# Hello



## Evie Wilson (Feb 19, 2011)

So we have little Evie, had her for 2 weeks now, she had her 2nd injetions yesterday, so were getting ready to take her on her first walk this weekend! wish us luck!


----------



## kendal (Jul 16, 2009)

aww she is lovely. bet you cant wait to get her out and about.


----------



## Evie Wilson (Feb 19, 2011)

Yeh cant wait to take her out, just worried she wont come back when we let her off her lead! 
Hopefully she will be ok though, she is quite good at coming when we shout her now so fingers crossed she'll be fine, we'll just take lots of treats!


----------



## kendal (Jul 16, 2009)

Evie Wilson said:


> Yeh cant wait to take her out, just worried she wont come back when we let her off her lead!
> Hopefully she will be ok though, she is quite good at coming when we shout her now so fingers crossed she'll be fine, we'll just take lots of treats!


 the earlier the better for letting her off lead, but you can always use a long line/drag line, even just a long bit of washing line, you let her drag it and you dont have to get right up to her to get her back you just have to stand on the line.


----------



## wilfiboy (Sep 18, 2010)

She look s lovely ... she ll be fine .. yeh let her off while she feels she does nt wantto be far from you and just always be more interesting than anything else.. lots of high piyched excited praise.. enjoy x


----------



## triops (Feb 26, 2011)

Someone said to us to take them down to the local park and go in to the tennis courts and let em off in there. Don't forget to check around the perimeter first!


----------



## weez74 (Feb 9, 2011)

triops said:


> Someone said to us to take them down to the local park and go in to the tennis courts and let em off in there. Don't forget to check around the perimeter first!

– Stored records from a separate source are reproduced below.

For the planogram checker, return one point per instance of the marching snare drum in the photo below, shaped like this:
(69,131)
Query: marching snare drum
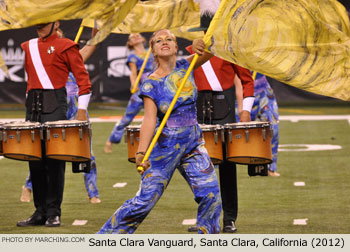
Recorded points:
(213,137)
(133,138)
(248,142)
(68,140)
(22,140)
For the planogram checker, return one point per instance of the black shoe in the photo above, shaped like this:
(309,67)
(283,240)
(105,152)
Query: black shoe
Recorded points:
(34,220)
(53,221)
(229,227)
(192,229)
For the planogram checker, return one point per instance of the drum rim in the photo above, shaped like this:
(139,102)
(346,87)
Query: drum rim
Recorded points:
(212,127)
(247,125)
(65,125)
(133,127)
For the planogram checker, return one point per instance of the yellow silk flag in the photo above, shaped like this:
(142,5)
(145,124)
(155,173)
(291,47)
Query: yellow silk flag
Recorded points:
(303,43)
(153,15)
(16,14)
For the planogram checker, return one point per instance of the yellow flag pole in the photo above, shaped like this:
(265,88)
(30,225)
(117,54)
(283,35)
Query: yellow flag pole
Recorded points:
(80,31)
(141,71)
(254,75)
(206,40)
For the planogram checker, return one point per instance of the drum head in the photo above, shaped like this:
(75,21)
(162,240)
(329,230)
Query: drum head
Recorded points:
(21,125)
(247,125)
(66,124)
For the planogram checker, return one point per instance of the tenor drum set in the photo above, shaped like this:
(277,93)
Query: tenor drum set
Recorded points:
(245,142)
(67,140)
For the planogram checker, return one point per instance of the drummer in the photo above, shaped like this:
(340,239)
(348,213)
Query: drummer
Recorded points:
(216,105)
(48,61)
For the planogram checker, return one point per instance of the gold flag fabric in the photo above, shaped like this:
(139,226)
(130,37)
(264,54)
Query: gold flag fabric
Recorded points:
(304,43)
(149,16)
(16,14)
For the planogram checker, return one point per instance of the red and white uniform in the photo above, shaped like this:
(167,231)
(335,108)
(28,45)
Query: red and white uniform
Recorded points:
(218,75)
(48,63)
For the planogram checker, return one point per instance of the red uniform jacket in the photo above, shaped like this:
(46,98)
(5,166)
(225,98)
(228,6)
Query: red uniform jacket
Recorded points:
(225,73)
(59,56)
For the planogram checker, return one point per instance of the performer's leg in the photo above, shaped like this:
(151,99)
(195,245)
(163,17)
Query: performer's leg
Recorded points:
(90,180)
(26,190)
(200,174)
(135,104)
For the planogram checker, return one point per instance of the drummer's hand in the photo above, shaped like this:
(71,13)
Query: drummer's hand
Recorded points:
(244,116)
(145,165)
(198,46)
(81,115)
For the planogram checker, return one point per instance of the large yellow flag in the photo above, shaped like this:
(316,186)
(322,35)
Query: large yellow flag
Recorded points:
(153,15)
(24,13)
(304,43)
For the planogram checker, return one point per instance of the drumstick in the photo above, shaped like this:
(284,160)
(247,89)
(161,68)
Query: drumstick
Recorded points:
(141,71)
(206,40)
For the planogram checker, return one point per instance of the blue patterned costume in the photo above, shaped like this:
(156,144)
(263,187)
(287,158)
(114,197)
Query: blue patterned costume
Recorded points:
(91,177)
(135,103)
(265,109)
(181,146)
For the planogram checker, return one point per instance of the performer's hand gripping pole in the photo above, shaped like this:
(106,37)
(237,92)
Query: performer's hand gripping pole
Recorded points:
(141,71)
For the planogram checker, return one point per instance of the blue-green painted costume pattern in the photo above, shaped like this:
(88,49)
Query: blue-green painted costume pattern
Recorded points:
(265,109)
(135,103)
(90,178)
(181,146)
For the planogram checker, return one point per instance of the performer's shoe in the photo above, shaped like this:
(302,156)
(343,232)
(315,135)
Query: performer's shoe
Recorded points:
(95,200)
(53,221)
(108,147)
(273,174)
(34,220)
(192,229)
(26,194)
(229,227)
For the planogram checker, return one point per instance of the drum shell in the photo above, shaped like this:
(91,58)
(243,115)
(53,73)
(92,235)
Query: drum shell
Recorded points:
(255,151)
(133,139)
(1,148)
(25,149)
(213,142)
(63,142)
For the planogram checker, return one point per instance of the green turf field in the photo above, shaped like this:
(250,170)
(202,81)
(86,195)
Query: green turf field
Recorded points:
(266,204)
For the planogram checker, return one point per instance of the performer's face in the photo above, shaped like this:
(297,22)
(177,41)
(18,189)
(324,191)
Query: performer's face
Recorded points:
(164,44)
(135,38)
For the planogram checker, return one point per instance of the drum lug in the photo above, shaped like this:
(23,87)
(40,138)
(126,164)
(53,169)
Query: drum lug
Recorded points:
(246,135)
(33,135)
(131,138)
(18,133)
(264,134)
(81,133)
(41,134)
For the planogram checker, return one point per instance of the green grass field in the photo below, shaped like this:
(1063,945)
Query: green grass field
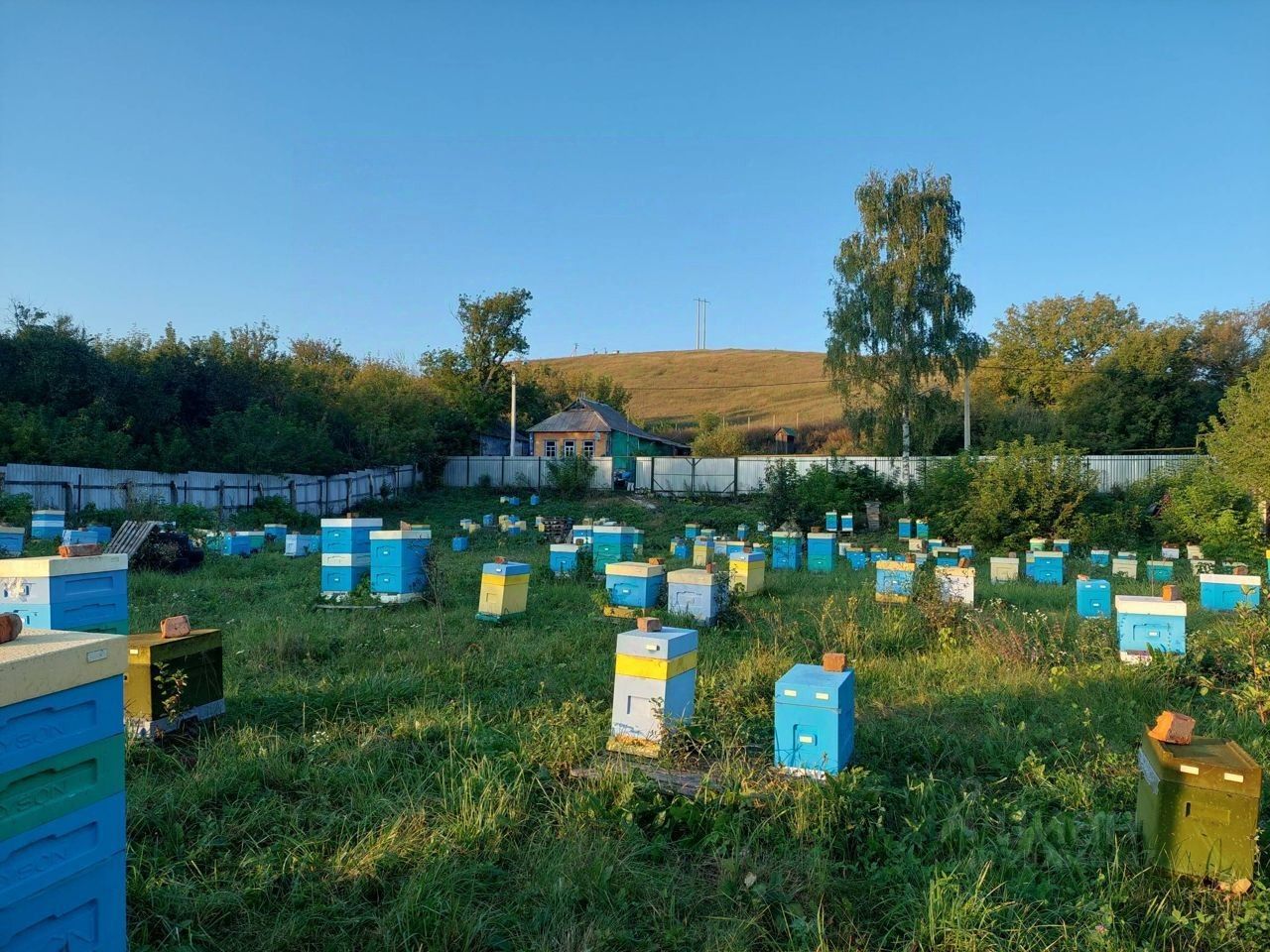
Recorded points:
(400,779)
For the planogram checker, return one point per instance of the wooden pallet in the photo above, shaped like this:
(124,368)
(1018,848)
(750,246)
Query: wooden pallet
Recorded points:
(131,537)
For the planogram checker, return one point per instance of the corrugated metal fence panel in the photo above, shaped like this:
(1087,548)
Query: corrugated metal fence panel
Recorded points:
(746,474)
(73,488)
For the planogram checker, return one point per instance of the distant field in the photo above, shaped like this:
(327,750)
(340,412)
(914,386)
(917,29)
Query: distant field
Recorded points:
(744,385)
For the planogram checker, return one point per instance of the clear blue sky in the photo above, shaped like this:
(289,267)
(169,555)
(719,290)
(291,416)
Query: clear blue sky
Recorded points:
(347,171)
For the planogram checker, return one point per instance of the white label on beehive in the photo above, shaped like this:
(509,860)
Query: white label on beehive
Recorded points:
(1148,772)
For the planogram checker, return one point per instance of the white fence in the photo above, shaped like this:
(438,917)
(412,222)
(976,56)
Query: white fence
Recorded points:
(739,475)
(71,488)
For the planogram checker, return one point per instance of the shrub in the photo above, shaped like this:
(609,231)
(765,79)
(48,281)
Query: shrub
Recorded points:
(571,476)
(1026,489)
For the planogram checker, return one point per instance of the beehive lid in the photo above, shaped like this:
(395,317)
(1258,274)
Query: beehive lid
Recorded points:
(1250,581)
(153,645)
(813,685)
(666,644)
(54,566)
(1150,604)
(506,569)
(639,570)
(691,576)
(1207,763)
(897,566)
(41,661)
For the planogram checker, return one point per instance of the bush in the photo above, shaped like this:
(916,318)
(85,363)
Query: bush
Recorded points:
(1026,489)
(571,476)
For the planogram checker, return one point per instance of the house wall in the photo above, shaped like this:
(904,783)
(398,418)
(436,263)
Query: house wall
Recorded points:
(541,438)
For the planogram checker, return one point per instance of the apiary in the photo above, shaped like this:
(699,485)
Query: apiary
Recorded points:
(173,680)
(815,714)
(1198,807)
(1048,567)
(12,538)
(1093,598)
(955,584)
(85,594)
(1146,624)
(894,581)
(1228,593)
(63,862)
(399,563)
(821,551)
(786,549)
(1125,566)
(748,571)
(48,524)
(697,593)
(504,590)
(298,546)
(635,584)
(654,687)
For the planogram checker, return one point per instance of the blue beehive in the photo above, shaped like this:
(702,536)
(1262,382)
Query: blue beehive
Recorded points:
(654,687)
(635,584)
(1227,593)
(345,553)
(63,864)
(786,549)
(12,538)
(1048,567)
(816,720)
(821,551)
(1146,624)
(399,562)
(87,593)
(564,557)
(894,581)
(697,593)
(298,546)
(48,524)
(1093,598)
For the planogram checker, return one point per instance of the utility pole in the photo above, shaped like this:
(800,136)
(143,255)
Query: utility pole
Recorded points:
(511,449)
(965,412)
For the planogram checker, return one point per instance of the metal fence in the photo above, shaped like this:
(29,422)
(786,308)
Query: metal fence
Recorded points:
(739,475)
(72,488)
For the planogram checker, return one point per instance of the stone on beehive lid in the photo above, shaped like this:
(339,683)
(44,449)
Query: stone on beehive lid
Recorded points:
(175,627)
(1173,728)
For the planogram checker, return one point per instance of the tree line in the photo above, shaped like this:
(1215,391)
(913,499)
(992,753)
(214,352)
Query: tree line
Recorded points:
(246,402)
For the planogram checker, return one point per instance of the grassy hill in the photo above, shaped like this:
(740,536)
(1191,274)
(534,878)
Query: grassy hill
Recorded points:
(743,385)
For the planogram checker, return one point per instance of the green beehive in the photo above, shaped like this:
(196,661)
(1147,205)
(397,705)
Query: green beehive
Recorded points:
(1198,807)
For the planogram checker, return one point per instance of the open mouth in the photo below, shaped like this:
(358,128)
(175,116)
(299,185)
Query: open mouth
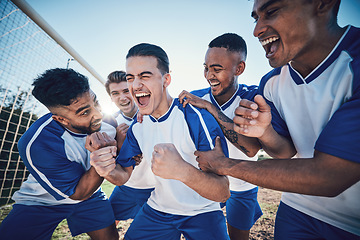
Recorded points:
(214,83)
(143,99)
(270,45)
(96,124)
(125,104)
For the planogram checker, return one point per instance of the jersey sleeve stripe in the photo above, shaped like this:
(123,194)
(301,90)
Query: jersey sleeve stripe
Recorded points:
(61,195)
(204,126)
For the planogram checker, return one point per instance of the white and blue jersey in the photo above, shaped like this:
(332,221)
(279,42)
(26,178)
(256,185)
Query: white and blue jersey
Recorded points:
(228,108)
(56,159)
(142,177)
(321,112)
(121,118)
(189,129)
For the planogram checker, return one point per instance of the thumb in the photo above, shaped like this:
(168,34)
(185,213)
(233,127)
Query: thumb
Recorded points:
(217,144)
(263,106)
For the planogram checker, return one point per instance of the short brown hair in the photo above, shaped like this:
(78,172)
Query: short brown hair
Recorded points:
(115,77)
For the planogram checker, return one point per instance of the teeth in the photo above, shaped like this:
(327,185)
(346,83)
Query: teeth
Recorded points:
(141,94)
(269,40)
(214,84)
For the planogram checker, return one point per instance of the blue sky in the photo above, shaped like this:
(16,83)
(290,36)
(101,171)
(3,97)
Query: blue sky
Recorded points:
(103,31)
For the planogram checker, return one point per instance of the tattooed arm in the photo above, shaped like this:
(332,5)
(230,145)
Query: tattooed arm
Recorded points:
(249,146)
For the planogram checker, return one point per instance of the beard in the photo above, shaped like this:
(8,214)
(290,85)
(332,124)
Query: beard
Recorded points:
(87,129)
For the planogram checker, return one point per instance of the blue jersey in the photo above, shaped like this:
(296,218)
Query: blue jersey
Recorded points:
(228,108)
(56,159)
(189,129)
(142,176)
(322,112)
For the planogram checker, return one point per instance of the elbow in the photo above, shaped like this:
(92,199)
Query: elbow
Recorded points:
(332,192)
(226,192)
(252,153)
(226,196)
(80,197)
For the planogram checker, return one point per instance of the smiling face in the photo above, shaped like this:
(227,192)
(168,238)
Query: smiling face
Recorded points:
(147,85)
(221,69)
(287,30)
(83,115)
(120,95)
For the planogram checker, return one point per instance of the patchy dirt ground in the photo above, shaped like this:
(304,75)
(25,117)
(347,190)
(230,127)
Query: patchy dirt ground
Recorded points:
(262,230)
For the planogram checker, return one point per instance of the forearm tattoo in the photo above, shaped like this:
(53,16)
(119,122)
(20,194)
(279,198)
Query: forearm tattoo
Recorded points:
(230,134)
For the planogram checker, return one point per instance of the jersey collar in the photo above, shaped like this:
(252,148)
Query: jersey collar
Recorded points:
(334,54)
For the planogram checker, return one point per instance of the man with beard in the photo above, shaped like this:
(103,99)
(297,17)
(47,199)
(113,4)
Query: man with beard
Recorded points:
(185,199)
(62,184)
(126,200)
(224,63)
(309,108)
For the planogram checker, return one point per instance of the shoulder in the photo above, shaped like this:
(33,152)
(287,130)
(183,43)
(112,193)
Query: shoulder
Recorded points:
(201,92)
(264,80)
(247,92)
(109,119)
(42,130)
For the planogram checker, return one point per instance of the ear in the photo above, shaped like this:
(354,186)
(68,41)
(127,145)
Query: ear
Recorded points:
(325,6)
(60,119)
(240,68)
(167,80)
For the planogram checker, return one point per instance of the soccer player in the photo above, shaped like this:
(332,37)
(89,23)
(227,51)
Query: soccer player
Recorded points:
(127,199)
(185,199)
(62,184)
(224,63)
(309,106)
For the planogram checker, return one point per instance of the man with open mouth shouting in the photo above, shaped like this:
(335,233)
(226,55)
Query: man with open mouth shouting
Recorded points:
(62,184)
(309,109)
(185,199)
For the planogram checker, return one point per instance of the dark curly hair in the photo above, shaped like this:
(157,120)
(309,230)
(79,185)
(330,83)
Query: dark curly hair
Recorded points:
(231,41)
(115,77)
(59,87)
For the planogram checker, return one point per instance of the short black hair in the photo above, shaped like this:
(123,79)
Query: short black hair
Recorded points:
(115,77)
(59,87)
(231,41)
(151,50)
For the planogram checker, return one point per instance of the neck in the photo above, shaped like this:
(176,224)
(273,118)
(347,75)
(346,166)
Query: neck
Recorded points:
(318,52)
(131,114)
(227,94)
(163,106)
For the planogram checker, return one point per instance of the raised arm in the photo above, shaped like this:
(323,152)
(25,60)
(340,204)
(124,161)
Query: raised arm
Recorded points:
(253,119)
(322,175)
(167,163)
(250,146)
(103,160)
(90,181)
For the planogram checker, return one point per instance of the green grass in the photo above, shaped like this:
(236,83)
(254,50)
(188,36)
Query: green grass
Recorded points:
(107,188)
(62,231)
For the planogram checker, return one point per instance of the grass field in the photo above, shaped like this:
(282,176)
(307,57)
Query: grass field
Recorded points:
(262,230)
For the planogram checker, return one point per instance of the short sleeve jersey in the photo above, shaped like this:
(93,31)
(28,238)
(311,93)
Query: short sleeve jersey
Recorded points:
(228,108)
(189,129)
(321,112)
(142,177)
(56,159)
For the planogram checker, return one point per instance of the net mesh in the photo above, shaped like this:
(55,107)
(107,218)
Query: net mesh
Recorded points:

Definitely don't forget your poop bags in that case!


----------



## parapluie (Dec 22, 2010)

I love that first picture! So cute. Have fun on your walk!


----------



## JoJo (Mar 2, 2011)

Wow .. she is cute ..... Good luck with the walking (best part of dog ownership) ....

Let her off when you are good and ready ..... she will be fine 

Heel command when she is on the lead is an important one to master too.


----------



## JulesB (Mar 6, 2011)

Awwww she is lovely! I let Betty off from her first walk, was lucky that the Long Walk in Windsor is fenced off and away from the road in areas so I felt safe with it. I also made sure she knew I had treats with me before letting her off (I kept them in a clip it tupperware thing) and she quickly leanred to associate the noise of the tub being clicked open with her getting a treat and would come bounding back and then I could call her back too so it seemed to work!

Good luck though!

x


----------